一个词汇列表对解决如图4.3中这样的词的谜题很有用。我们的程序遍历每一个词，对于每一个词检查是否符合条件。检查必须出现的字母和长度限制是很容易的（这里我们只查找 6 个或 6 个以上字母的词）。只使用指定的字母组合作为候选方案，尤其是一些指定的字母出现了两次（这里如字母 v）这样的检查是很棘手的。FreqDist比较法允许我们检查每个字母在候选词中的频率是否小于或等于相应的字母在拼词谜题中的频率。

>>> puzzle_letters = nltk.FreqDist('egivrvonl')
>>> obligatory = 'r'
>>> wordlist = nltk.corpus.words.words()
>>> [w for w in wordlist if len(w) >= 6 ![[1]](/projects/nlp-py-2e-zh/Images/eeff7ed83be48bf40aeeb3bf9db5550e.jpg)
...                      and obligatory in w ![[2]](/projects/nlp-py-2e-zh/Images/6efeadf518b11a6441906b93844c2b19.jpg)
...                      and nltk.FreqDist(w) <= puzzle_letters] ![[3]](/projects/nlp-py-2e-zh/Images/e941b64ed778967dd0170d25492e42df.jpg)
['glover', 'gorlin', 'govern', 'grovel', 'ignore', 'involver', 'lienor',
'linger', 'longer', 'lovering', 'noiler', 'overling', 'region', 'renvoi',
'revolving', 'ringle', 'roving', 'violer', 'virole']

另一个词汇列表是名字语料库，包括 8000 个按性别分类的名字。男性和女性的名字存储在单独的文件中。让我们找出同时出现在两个文件中的名字，即性别暧昧的名字：

>>> names = nltk.corpus.names
>>> names.fileids()
['female.txt', 'male.txt']
>>> male_names = names.words('male.txt')
>>> female_names = names.words('female.txt')
>>> [w for w in male_names if w in female_names]
['Abbey', 'Abbie', 'Abby', 'Addie', 'Adrian', 'Adrien', 'Ajay', 'Alex', 'Alexis',
'Alfie', 'Ali', 'Alix', 'Allie', 'Allyn', 'Andie', 'Andrea', 'Andy', 'Angel',
'Angie', 'Ariel', 'Ashley', 'Aubrey', 'Augustine', 'Austin', 'Averil', ...]

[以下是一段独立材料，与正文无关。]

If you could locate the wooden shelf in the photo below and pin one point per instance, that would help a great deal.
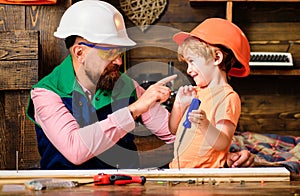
(246, 0)
(229, 4)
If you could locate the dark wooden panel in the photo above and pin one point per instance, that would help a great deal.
(17, 75)
(270, 114)
(19, 131)
(45, 19)
(12, 17)
(3, 136)
(19, 45)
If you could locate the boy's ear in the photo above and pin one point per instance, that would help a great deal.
(219, 57)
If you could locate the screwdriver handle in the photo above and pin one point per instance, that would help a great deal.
(126, 179)
(194, 106)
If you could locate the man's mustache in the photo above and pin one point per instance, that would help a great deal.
(108, 78)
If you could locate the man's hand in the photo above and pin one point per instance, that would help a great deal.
(242, 158)
(156, 93)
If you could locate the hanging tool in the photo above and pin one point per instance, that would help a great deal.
(187, 124)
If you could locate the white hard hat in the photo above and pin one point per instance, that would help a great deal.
(95, 21)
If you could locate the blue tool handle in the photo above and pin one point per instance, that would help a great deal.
(194, 106)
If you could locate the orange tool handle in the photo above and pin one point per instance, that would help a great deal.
(118, 179)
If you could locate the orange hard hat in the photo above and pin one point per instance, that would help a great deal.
(218, 31)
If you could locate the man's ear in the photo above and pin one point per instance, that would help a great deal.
(219, 57)
(78, 53)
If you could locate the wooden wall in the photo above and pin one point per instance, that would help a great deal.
(28, 51)
(269, 96)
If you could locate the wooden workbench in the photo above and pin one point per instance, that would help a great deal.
(228, 181)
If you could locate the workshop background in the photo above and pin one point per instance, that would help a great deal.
(29, 51)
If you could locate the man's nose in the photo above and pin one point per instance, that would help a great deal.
(118, 60)
(189, 69)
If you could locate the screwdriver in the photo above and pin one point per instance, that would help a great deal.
(118, 179)
(187, 124)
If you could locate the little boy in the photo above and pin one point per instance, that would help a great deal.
(213, 51)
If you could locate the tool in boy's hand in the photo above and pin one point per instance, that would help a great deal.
(118, 179)
(187, 124)
(100, 179)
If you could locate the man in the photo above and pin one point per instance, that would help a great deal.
(85, 109)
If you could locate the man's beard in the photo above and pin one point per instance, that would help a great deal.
(108, 78)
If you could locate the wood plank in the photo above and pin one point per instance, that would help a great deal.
(12, 17)
(45, 19)
(199, 175)
(19, 131)
(245, 0)
(3, 136)
(270, 114)
(19, 45)
(17, 75)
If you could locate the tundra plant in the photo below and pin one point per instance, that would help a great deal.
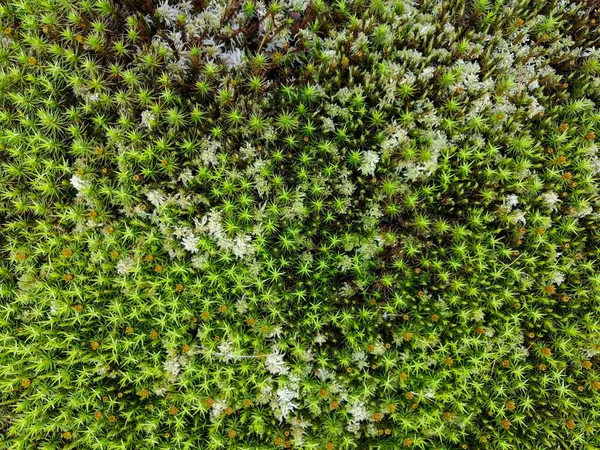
(268, 224)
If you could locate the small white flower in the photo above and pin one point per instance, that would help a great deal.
(551, 199)
(148, 118)
(275, 364)
(124, 266)
(79, 183)
(518, 216)
(190, 243)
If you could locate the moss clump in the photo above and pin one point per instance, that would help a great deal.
(299, 224)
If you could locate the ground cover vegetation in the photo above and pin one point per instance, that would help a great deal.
(306, 224)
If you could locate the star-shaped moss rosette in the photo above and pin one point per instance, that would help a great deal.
(362, 224)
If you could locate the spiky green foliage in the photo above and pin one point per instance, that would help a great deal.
(299, 224)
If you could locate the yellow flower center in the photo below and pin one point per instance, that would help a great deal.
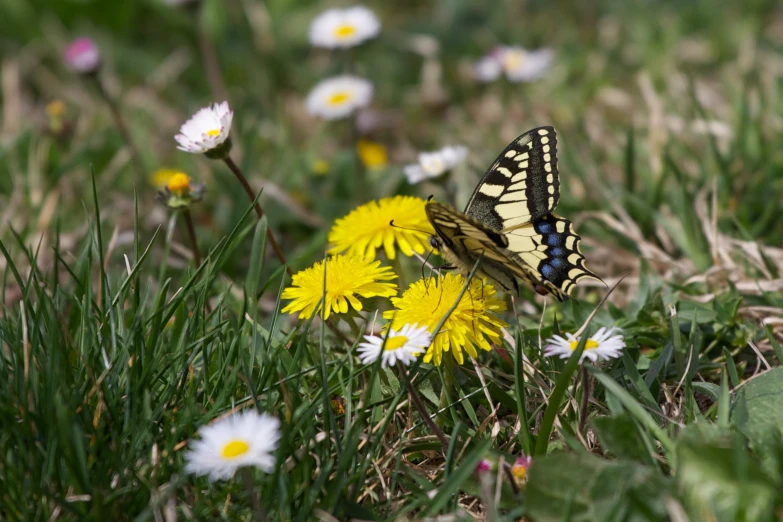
(373, 155)
(589, 345)
(344, 31)
(320, 167)
(55, 109)
(518, 472)
(235, 448)
(178, 183)
(339, 98)
(395, 343)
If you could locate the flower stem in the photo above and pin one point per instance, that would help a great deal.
(211, 65)
(119, 122)
(422, 409)
(192, 236)
(247, 478)
(259, 212)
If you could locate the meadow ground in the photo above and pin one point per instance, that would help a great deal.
(125, 350)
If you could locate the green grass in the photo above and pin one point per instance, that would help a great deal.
(116, 350)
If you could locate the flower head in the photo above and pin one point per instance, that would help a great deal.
(368, 228)
(471, 324)
(519, 470)
(518, 64)
(605, 344)
(485, 466)
(342, 28)
(179, 191)
(55, 112)
(161, 177)
(207, 132)
(82, 56)
(403, 345)
(372, 155)
(241, 439)
(338, 97)
(433, 164)
(346, 277)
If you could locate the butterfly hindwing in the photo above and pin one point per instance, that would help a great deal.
(547, 253)
(521, 185)
(461, 240)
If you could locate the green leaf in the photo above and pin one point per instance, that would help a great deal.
(460, 475)
(620, 436)
(597, 490)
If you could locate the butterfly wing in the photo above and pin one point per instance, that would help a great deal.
(462, 240)
(516, 197)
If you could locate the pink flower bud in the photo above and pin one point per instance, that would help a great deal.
(82, 56)
(484, 466)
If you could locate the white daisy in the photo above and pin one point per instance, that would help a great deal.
(344, 27)
(518, 64)
(339, 97)
(241, 439)
(605, 344)
(82, 55)
(403, 346)
(433, 164)
(207, 130)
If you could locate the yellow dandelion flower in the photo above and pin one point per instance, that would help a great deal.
(55, 109)
(367, 228)
(372, 155)
(471, 324)
(346, 277)
(320, 167)
(161, 177)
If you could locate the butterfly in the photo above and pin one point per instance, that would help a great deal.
(509, 223)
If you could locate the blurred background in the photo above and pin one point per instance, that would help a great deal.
(668, 114)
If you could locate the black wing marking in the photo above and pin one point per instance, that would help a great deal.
(547, 252)
(521, 185)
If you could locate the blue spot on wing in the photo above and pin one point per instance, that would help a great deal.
(554, 240)
(543, 228)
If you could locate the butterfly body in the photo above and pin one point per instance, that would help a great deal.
(509, 222)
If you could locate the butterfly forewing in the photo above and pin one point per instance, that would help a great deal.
(548, 256)
(463, 240)
(509, 221)
(521, 185)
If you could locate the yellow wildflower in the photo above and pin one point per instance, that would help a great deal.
(346, 277)
(373, 155)
(161, 177)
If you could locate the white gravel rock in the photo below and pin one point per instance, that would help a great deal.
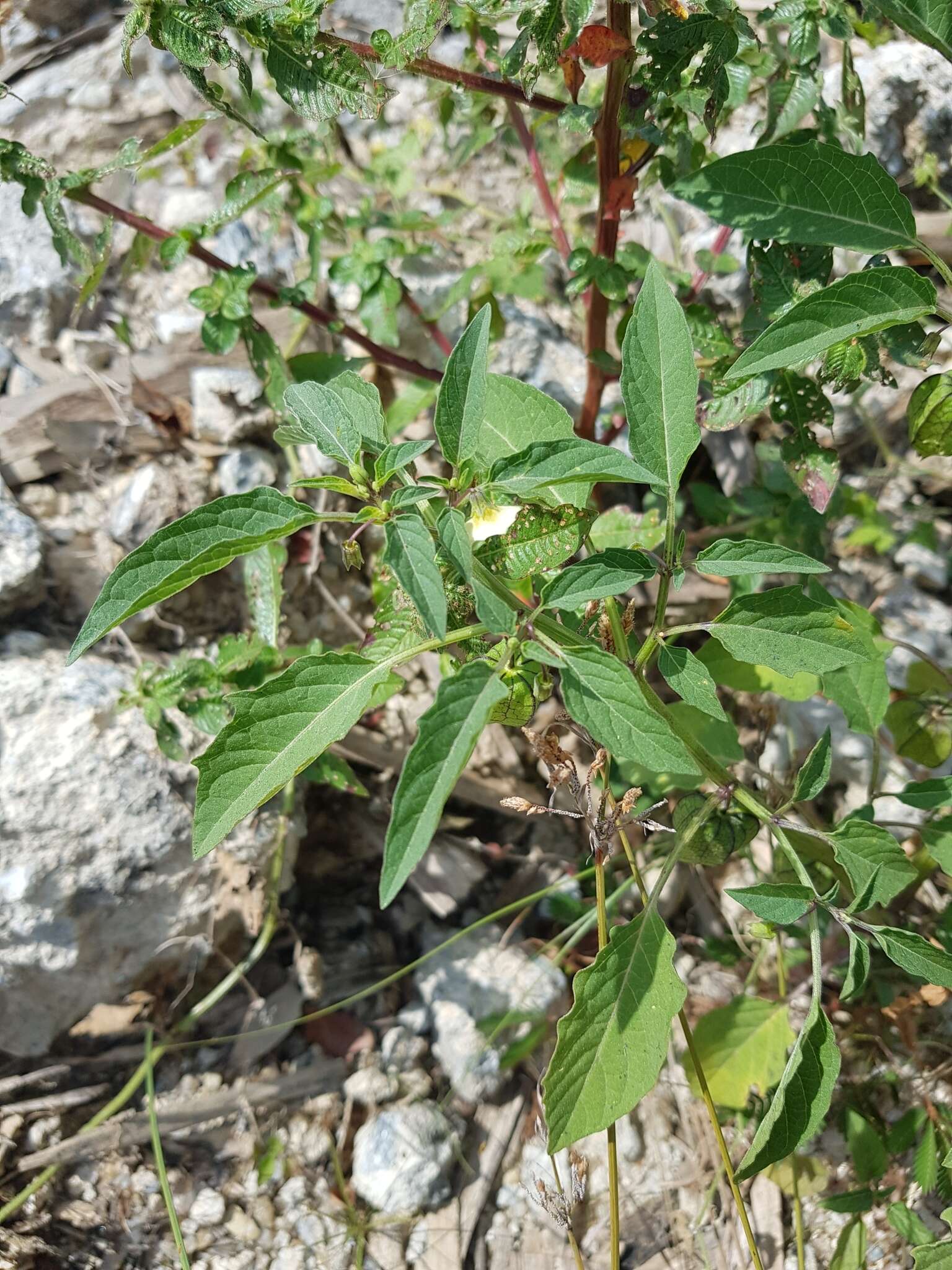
(404, 1157)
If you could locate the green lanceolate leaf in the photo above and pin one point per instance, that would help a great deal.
(562, 463)
(850, 308)
(447, 735)
(322, 419)
(742, 1047)
(516, 414)
(815, 773)
(928, 20)
(914, 954)
(690, 678)
(494, 613)
(612, 1043)
(659, 384)
(177, 556)
(803, 1098)
(540, 539)
(277, 730)
(781, 904)
(861, 849)
(610, 573)
(728, 558)
(788, 633)
(602, 695)
(462, 394)
(412, 556)
(811, 195)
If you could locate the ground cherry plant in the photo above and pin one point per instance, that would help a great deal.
(491, 543)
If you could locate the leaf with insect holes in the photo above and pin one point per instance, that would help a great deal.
(462, 394)
(277, 730)
(455, 543)
(562, 463)
(540, 539)
(610, 573)
(200, 543)
(690, 678)
(730, 558)
(614, 1042)
(780, 904)
(861, 849)
(447, 735)
(787, 631)
(803, 1098)
(811, 195)
(517, 414)
(742, 1047)
(659, 384)
(410, 554)
(815, 773)
(850, 308)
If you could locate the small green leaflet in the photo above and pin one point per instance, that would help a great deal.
(517, 414)
(455, 541)
(177, 556)
(728, 558)
(602, 695)
(614, 1042)
(928, 20)
(412, 556)
(788, 633)
(690, 678)
(277, 730)
(462, 394)
(447, 735)
(862, 848)
(852, 306)
(540, 539)
(742, 1046)
(810, 195)
(562, 463)
(659, 384)
(780, 904)
(611, 573)
(914, 954)
(815, 773)
(803, 1099)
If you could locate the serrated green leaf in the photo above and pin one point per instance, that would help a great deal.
(462, 394)
(730, 558)
(815, 773)
(200, 543)
(780, 904)
(862, 848)
(787, 631)
(813, 195)
(447, 735)
(852, 306)
(410, 554)
(610, 573)
(803, 1098)
(540, 539)
(514, 415)
(742, 1047)
(659, 384)
(277, 730)
(614, 1042)
(690, 678)
(574, 461)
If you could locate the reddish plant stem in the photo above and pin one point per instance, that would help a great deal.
(464, 79)
(609, 151)
(382, 356)
(697, 282)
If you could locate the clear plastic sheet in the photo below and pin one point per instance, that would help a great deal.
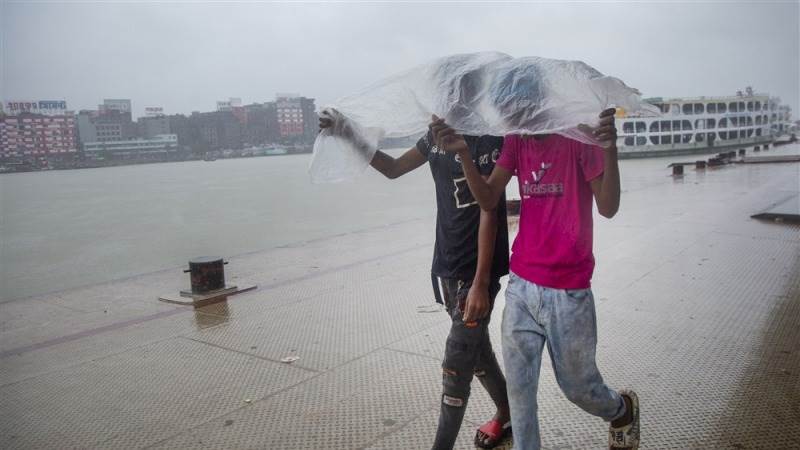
(477, 94)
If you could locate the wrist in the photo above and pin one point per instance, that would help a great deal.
(481, 282)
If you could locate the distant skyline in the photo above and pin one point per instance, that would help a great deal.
(185, 56)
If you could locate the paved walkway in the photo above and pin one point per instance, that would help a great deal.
(698, 309)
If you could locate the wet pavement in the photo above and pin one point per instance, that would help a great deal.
(698, 310)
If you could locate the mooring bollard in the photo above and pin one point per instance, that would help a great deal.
(206, 274)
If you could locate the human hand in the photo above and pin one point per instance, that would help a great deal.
(336, 123)
(477, 305)
(605, 133)
(446, 137)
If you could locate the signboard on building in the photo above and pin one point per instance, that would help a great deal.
(46, 107)
(153, 111)
(116, 104)
(228, 105)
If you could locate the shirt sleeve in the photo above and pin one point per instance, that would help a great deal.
(591, 159)
(509, 154)
(424, 144)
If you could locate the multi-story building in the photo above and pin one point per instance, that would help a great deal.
(115, 104)
(43, 107)
(111, 122)
(30, 136)
(152, 126)
(261, 124)
(295, 116)
(159, 147)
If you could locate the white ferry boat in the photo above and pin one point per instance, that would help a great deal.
(703, 125)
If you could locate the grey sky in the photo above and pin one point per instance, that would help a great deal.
(185, 56)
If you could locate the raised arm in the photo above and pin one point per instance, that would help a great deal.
(389, 166)
(478, 303)
(394, 167)
(486, 192)
(606, 188)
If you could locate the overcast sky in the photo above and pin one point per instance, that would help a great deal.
(185, 56)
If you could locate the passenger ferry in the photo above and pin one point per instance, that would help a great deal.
(703, 125)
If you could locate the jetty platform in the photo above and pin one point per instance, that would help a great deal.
(698, 309)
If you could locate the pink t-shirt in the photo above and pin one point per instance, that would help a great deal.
(554, 245)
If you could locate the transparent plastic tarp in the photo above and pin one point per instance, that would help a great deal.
(477, 94)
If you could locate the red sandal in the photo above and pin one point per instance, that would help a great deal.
(490, 434)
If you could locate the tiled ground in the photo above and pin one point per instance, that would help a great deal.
(698, 309)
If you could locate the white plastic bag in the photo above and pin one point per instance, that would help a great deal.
(477, 94)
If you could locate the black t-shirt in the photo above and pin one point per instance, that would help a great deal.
(458, 214)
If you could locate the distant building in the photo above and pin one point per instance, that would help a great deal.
(87, 131)
(115, 104)
(150, 127)
(261, 124)
(153, 111)
(28, 135)
(297, 119)
(228, 105)
(44, 107)
(158, 147)
(111, 122)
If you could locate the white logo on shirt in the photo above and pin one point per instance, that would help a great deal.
(538, 175)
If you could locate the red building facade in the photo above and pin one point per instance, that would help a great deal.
(34, 135)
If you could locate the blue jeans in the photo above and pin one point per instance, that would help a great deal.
(565, 321)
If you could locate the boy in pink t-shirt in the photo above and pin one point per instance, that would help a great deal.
(548, 298)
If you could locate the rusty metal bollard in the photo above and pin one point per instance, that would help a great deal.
(207, 274)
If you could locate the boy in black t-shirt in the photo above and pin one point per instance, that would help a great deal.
(470, 256)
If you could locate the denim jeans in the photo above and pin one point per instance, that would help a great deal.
(468, 351)
(565, 321)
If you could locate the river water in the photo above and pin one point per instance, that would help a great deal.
(63, 229)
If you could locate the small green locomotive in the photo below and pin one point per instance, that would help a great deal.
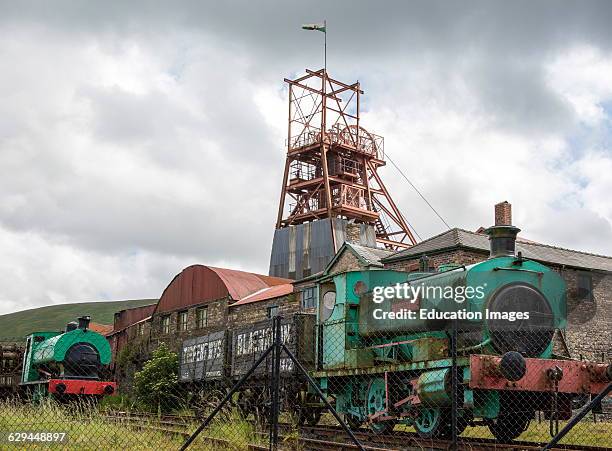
(66, 365)
(384, 345)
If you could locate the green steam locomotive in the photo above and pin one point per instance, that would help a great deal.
(66, 365)
(387, 338)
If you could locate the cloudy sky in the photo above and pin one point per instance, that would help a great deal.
(137, 138)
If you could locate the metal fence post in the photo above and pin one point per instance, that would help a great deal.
(568, 427)
(275, 382)
(322, 397)
(454, 386)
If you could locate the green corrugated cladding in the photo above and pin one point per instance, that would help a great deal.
(350, 321)
(55, 346)
(340, 331)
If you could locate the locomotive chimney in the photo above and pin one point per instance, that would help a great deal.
(502, 236)
(84, 322)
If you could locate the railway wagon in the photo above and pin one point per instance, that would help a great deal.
(212, 363)
(384, 362)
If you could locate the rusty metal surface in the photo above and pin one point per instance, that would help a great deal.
(266, 293)
(578, 376)
(331, 170)
(198, 283)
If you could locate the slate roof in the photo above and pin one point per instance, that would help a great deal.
(369, 256)
(459, 238)
(372, 256)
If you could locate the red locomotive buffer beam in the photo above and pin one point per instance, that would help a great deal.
(81, 387)
(541, 375)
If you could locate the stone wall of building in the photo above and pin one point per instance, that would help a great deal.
(348, 261)
(589, 322)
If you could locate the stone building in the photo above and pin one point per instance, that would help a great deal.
(588, 277)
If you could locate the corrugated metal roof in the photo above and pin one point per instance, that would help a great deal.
(198, 283)
(102, 329)
(266, 293)
(530, 249)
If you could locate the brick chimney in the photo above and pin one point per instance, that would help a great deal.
(353, 233)
(502, 236)
(503, 213)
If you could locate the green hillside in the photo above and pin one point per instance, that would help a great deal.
(55, 317)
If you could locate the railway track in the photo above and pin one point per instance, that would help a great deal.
(329, 438)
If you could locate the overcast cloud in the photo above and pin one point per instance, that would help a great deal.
(137, 138)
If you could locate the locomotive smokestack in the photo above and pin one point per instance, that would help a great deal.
(84, 322)
(502, 236)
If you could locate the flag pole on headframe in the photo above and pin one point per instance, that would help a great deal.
(323, 29)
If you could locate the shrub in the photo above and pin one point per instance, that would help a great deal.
(157, 387)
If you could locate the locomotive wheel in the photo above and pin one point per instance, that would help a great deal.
(302, 413)
(244, 402)
(376, 402)
(352, 421)
(434, 422)
(509, 426)
(207, 401)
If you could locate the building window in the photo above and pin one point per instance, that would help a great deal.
(308, 297)
(166, 324)
(585, 287)
(182, 325)
(272, 311)
(202, 317)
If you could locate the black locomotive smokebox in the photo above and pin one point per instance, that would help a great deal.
(531, 336)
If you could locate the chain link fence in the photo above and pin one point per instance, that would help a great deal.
(298, 382)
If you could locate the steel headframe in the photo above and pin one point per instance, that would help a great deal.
(331, 169)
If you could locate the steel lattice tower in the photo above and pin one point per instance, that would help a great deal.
(332, 162)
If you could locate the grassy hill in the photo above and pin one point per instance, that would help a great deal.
(55, 317)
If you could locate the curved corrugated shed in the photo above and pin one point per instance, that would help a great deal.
(198, 283)
(265, 294)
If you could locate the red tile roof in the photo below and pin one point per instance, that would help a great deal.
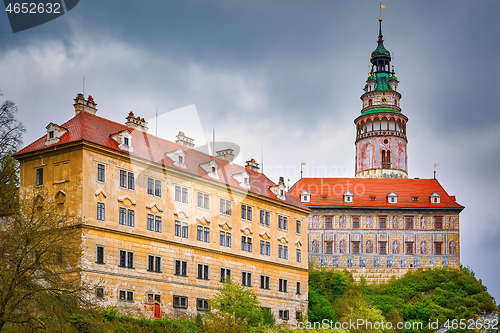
(91, 128)
(333, 189)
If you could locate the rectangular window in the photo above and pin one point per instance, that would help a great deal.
(158, 224)
(180, 267)
(122, 216)
(283, 314)
(409, 248)
(100, 172)
(438, 221)
(246, 279)
(131, 182)
(100, 211)
(178, 228)
(409, 223)
(123, 178)
(150, 222)
(437, 249)
(202, 304)
(184, 230)
(99, 255)
(154, 263)
(39, 177)
(126, 259)
(283, 285)
(157, 188)
(180, 302)
(225, 274)
(381, 222)
(355, 247)
(328, 223)
(203, 272)
(131, 218)
(265, 282)
(151, 184)
(328, 247)
(199, 234)
(383, 248)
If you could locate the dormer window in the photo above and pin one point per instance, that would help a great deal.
(392, 197)
(348, 196)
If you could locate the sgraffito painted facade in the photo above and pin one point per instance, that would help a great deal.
(164, 224)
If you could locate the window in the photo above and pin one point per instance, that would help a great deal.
(283, 285)
(225, 206)
(265, 218)
(151, 222)
(180, 302)
(225, 274)
(180, 267)
(99, 292)
(203, 200)
(225, 238)
(99, 254)
(123, 178)
(178, 228)
(283, 314)
(437, 248)
(409, 223)
(126, 259)
(438, 222)
(265, 248)
(181, 194)
(202, 304)
(328, 247)
(246, 243)
(355, 247)
(131, 218)
(131, 182)
(203, 272)
(383, 248)
(158, 223)
(39, 177)
(381, 222)
(100, 172)
(265, 282)
(100, 211)
(246, 212)
(409, 248)
(246, 279)
(355, 222)
(154, 263)
(328, 223)
(124, 295)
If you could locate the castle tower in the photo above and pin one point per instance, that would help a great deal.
(381, 128)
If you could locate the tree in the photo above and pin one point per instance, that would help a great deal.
(11, 131)
(39, 252)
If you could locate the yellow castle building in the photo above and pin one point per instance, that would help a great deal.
(165, 224)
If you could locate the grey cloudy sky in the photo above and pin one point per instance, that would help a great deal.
(285, 75)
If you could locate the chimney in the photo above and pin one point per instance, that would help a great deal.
(226, 154)
(81, 104)
(252, 165)
(136, 122)
(183, 140)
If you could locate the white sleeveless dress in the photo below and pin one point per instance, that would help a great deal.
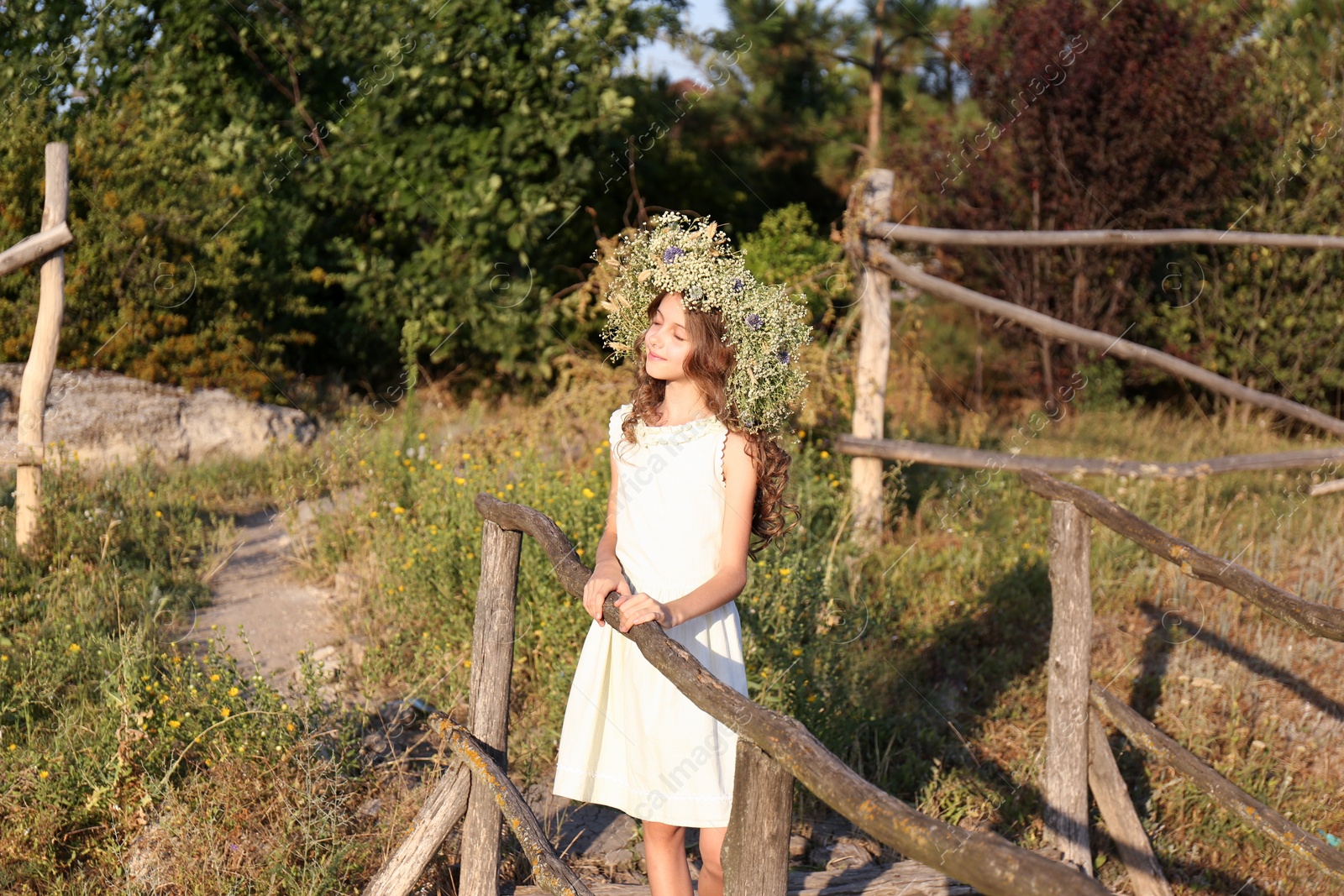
(629, 738)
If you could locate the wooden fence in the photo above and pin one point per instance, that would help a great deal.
(773, 752)
(776, 750)
(1079, 757)
(46, 248)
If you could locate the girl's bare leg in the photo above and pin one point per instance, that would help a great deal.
(711, 866)
(664, 856)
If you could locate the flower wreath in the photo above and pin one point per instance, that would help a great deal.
(764, 325)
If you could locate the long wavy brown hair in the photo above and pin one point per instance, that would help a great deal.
(709, 365)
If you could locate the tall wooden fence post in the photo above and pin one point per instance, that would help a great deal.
(870, 203)
(492, 665)
(756, 848)
(1068, 674)
(46, 340)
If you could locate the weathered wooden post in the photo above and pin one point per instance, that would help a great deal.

正如大家都知道的，以字母 a 结尾的名字几乎都是女性。我们可以在4.4中看到这一点以及一些其它的模式，该图是由下面的代码产生的。请记住name[-1]是name的最后一个字母。

>>> cfd = nltk.ConditionalFreqDist(
...           (fileid, name[-1])
...           for fileid in names.fileids()
...           for name in names.words(fileid))
>>> cfd.plot()

图 4.4：条件频率分布：此图显示男性和女性名字的结尾字母；大多数以 a，e 或 i 结尾的名字是女性；以 h 和 l 结尾的男性和女性同样多；以 k, o, r, s 和 t 结尾的更可能是男性。